Can anyone confirm whether this technique is currently useful...

  • Sure, as the author of said post I can confirm that recording with a DAW is only current way to actually A/B in isolation during profiling. Which is why I posted this request : Profile Looper Tool some time ago.


    You don't have to re-amp a dry track, you can just noodle and record that result, I just prefer to have an identical track to really hear the nuance and differences. But what the DAW gets from the Kemper is the same signal that you hear when you press the A/B buttons, so that means you record the KPA direct tone, and pressing the button you'll then be recording the real amp + mic signal chain, which makes it a little more convenient than having to route both through your interface and record that way.


    If you don't do this then what will happen is you will either hear the amp in the room in the background unless you have it at the far end of the building and you can't hear it at all under normal circumstances without the mic feed, which will throw you off when comparing a vs b as it's low frequencies and general sound, muffled or not will mask the frequencies that you're hearing from your monitors. This means there's a greater chance of ending up with an inaccurate profile that may be severely lacking at the bottom end of things.

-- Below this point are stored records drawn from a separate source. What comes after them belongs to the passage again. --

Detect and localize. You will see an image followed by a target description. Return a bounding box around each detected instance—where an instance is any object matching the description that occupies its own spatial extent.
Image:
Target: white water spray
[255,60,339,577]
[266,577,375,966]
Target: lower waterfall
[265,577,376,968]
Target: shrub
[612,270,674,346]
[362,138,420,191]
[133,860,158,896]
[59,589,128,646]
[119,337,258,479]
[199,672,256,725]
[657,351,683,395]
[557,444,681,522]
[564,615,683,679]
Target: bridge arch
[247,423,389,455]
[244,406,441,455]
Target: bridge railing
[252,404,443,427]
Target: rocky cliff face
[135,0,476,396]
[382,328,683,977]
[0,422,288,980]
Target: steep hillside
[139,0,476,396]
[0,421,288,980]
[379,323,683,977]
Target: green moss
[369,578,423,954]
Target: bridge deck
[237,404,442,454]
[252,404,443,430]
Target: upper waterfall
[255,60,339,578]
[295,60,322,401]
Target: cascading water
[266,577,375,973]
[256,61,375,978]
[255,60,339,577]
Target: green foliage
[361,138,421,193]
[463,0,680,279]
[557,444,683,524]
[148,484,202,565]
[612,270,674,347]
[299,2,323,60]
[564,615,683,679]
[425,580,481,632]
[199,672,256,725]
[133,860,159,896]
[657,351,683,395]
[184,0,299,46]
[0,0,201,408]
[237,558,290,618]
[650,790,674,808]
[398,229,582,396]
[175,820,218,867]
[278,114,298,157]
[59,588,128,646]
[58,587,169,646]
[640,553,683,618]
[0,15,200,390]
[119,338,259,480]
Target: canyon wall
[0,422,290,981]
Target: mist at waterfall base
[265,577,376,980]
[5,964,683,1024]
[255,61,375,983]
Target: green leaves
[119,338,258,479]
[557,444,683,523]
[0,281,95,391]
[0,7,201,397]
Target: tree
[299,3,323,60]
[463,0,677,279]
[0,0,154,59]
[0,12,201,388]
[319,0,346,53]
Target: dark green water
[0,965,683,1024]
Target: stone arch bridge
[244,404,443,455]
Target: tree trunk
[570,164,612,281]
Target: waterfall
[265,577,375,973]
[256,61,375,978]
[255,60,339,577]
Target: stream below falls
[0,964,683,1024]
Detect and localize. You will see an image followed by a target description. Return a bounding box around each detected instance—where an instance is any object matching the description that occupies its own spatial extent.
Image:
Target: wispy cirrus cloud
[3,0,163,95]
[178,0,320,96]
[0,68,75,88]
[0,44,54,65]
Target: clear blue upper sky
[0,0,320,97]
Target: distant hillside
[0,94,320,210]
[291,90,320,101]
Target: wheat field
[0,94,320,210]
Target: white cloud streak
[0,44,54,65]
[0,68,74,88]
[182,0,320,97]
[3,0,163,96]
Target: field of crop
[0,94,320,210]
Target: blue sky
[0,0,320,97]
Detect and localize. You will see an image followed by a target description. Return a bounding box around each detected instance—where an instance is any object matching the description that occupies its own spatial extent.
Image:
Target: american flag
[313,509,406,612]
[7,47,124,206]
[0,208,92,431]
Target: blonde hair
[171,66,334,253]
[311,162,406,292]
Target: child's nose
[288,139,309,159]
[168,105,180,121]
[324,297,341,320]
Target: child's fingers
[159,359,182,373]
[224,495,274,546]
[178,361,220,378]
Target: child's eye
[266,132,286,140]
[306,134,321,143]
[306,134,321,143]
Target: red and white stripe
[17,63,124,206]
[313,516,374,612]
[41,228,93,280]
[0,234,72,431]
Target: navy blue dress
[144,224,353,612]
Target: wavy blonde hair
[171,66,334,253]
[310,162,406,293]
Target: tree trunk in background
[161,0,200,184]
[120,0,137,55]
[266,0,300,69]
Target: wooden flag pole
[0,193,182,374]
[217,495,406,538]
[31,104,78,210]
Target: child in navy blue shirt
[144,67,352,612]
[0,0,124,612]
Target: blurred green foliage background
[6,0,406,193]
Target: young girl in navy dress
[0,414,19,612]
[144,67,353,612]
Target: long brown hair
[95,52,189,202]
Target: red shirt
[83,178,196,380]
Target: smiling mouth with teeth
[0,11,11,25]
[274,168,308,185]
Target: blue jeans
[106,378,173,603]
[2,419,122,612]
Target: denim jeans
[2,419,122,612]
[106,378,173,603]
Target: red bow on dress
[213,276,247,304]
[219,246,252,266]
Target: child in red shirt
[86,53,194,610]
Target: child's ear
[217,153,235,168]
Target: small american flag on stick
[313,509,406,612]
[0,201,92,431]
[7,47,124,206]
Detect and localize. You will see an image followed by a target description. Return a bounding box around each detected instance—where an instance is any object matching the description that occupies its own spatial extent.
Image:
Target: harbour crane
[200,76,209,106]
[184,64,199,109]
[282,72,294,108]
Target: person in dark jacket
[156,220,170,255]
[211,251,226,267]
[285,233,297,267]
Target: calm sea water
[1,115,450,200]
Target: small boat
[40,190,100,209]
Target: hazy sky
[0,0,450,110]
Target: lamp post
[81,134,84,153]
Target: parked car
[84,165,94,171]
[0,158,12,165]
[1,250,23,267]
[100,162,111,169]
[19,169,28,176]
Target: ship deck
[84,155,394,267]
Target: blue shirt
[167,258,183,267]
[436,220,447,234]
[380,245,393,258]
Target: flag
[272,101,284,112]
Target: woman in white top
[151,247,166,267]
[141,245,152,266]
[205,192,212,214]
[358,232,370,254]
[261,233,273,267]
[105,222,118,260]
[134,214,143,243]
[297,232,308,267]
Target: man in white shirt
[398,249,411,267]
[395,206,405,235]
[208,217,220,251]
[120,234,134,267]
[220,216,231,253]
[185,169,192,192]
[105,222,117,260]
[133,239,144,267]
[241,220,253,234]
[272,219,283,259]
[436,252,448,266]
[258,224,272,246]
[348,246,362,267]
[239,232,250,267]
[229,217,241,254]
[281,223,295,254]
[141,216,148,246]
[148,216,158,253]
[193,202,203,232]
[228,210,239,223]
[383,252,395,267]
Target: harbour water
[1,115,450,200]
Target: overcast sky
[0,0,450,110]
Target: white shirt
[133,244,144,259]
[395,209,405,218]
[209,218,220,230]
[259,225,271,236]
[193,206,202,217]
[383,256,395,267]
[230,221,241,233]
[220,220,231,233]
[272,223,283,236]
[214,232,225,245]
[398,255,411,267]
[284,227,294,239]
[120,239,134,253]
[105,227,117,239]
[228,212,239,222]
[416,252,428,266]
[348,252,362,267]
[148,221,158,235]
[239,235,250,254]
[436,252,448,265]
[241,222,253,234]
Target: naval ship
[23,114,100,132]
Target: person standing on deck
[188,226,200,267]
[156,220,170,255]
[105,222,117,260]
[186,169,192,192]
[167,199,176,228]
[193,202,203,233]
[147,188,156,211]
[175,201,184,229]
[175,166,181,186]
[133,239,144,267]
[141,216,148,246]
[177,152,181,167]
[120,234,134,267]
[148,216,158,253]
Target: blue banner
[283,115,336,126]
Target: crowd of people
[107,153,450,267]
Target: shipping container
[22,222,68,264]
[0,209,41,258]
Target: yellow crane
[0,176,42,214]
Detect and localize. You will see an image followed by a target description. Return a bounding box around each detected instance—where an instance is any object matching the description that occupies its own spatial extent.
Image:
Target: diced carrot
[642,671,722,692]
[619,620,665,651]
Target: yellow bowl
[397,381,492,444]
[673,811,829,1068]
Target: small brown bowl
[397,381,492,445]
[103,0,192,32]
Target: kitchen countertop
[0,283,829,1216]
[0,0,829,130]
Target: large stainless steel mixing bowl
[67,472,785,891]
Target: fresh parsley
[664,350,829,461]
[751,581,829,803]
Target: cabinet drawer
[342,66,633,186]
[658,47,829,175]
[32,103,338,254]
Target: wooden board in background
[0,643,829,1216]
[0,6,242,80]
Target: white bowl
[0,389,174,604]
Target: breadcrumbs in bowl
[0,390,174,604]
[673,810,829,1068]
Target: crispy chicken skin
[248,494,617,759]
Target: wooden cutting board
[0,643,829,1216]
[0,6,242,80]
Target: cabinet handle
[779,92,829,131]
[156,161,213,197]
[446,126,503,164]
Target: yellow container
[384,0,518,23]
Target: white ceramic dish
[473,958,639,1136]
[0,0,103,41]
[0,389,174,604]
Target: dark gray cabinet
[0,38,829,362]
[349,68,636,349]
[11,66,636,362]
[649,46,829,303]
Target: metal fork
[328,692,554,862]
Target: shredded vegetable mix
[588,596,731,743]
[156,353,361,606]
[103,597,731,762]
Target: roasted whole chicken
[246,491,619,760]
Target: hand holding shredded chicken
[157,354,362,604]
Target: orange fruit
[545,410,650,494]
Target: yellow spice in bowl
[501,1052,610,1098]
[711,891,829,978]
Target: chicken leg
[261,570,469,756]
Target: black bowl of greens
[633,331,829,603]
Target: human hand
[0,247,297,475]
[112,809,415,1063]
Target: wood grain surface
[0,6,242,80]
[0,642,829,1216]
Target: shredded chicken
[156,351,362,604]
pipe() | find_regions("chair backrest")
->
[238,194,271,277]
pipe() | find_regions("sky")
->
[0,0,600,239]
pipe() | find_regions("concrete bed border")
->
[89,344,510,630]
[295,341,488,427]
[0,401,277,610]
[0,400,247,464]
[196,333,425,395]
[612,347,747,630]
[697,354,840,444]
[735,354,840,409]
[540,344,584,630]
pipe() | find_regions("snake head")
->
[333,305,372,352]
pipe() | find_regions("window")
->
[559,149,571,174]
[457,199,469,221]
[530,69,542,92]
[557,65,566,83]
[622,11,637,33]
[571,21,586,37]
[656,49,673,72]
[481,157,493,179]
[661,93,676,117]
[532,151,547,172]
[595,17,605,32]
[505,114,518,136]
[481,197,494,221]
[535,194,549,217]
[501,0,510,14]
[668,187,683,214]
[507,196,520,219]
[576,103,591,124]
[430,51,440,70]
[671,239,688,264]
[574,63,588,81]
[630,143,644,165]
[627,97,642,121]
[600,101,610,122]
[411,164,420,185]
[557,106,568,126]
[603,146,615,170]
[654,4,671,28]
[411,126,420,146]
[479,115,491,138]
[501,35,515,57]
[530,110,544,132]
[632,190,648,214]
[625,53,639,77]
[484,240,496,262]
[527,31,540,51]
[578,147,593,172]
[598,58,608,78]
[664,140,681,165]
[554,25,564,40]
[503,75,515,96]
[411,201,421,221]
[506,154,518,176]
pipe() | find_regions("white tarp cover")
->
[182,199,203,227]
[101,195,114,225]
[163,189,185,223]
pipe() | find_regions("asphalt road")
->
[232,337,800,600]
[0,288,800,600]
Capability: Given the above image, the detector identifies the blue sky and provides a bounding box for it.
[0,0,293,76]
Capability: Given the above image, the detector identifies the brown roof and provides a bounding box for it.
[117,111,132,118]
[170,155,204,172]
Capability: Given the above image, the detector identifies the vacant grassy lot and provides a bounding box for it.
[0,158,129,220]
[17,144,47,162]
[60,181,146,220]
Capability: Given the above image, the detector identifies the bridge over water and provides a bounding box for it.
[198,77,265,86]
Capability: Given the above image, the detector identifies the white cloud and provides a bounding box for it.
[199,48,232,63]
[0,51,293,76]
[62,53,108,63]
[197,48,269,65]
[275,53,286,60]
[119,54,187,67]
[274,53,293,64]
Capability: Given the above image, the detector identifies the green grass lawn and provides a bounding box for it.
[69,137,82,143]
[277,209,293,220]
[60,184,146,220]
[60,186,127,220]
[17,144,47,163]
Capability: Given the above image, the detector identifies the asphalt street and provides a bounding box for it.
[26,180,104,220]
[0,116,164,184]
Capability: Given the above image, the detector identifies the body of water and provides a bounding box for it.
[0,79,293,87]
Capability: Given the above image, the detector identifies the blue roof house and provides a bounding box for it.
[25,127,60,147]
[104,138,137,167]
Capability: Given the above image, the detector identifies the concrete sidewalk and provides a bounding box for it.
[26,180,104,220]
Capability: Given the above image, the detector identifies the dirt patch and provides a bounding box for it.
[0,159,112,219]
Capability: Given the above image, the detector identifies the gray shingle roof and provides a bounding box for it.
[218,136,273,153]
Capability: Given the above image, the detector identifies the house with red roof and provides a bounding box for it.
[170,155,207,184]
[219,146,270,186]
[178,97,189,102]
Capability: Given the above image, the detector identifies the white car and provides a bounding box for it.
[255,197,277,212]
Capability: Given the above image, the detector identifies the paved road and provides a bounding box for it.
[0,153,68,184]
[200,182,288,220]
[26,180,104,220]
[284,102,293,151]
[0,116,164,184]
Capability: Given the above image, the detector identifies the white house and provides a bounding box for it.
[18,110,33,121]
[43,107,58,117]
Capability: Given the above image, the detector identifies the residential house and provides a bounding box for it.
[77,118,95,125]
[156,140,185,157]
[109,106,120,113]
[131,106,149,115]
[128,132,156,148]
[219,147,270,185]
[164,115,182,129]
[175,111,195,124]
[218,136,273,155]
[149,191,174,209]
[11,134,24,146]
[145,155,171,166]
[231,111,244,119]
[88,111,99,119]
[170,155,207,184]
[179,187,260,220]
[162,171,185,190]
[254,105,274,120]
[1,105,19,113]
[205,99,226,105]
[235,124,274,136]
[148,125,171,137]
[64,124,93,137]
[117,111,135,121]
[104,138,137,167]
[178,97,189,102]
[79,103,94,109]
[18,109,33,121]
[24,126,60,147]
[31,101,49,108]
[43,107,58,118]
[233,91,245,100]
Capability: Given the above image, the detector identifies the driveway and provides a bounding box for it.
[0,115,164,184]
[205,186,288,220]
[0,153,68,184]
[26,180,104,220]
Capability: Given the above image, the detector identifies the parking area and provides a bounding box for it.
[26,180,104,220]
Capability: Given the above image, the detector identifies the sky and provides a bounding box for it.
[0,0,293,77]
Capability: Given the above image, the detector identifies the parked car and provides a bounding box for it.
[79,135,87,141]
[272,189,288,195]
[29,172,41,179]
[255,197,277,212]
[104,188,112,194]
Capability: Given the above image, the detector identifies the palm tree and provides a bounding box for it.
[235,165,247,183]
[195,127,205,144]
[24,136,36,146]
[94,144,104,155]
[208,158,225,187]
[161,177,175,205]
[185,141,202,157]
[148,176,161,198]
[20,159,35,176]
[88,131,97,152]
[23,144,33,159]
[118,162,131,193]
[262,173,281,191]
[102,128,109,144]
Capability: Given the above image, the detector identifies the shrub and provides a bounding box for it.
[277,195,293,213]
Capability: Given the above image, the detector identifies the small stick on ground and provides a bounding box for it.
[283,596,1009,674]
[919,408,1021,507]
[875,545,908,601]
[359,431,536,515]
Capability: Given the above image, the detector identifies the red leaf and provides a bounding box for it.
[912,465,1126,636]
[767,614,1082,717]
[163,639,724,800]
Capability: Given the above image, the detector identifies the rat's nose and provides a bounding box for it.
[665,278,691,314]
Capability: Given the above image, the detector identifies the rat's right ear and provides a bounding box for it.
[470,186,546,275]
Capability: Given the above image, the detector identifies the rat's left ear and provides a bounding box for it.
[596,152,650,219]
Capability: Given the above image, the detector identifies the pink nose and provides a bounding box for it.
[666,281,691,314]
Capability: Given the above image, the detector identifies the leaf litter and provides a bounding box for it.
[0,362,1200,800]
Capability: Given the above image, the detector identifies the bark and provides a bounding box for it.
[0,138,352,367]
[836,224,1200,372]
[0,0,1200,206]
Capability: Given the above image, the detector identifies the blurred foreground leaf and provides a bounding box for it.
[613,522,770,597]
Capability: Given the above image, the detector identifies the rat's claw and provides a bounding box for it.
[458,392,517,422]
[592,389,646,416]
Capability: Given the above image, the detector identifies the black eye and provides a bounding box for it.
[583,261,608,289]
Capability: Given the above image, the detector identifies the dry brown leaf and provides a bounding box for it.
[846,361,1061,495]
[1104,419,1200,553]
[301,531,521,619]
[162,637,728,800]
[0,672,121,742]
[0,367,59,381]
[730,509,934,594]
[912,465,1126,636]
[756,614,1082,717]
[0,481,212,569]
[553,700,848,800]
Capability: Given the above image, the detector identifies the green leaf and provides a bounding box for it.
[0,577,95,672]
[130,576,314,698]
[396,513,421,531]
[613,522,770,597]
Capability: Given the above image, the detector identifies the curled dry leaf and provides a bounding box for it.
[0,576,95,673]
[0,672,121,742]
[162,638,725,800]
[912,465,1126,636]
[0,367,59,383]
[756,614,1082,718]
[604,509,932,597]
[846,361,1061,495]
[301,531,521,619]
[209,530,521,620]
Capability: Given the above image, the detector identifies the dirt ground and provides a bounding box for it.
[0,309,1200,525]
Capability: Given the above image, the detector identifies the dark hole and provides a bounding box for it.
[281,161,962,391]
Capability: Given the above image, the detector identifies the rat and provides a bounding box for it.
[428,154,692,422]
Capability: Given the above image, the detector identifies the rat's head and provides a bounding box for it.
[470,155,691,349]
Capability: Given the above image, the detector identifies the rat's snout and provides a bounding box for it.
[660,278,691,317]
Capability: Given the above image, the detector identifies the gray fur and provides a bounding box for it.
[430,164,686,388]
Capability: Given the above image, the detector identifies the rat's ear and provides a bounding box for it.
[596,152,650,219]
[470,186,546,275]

    If the Kemper had my suggestion of a looper that could be used to record the real amp signal + a dry signal to re-amp and playback/switch between then it would be redundant as you could sit there with it looping while you don't have to play, tweak away to your hearts content, till then for Joe Average who doesn't have total 100% isolation with no bleed at all from his amp it's still very much a necessity, and even for those that do I'm sure they'd appreciate being able to go hands free from the guitar while they're tweaking the sound to match. So what I suggest with the DAW sort of allows that workflow, just not as convenient and totally useless for someone out in the field that wants to profile without a computer and interface around.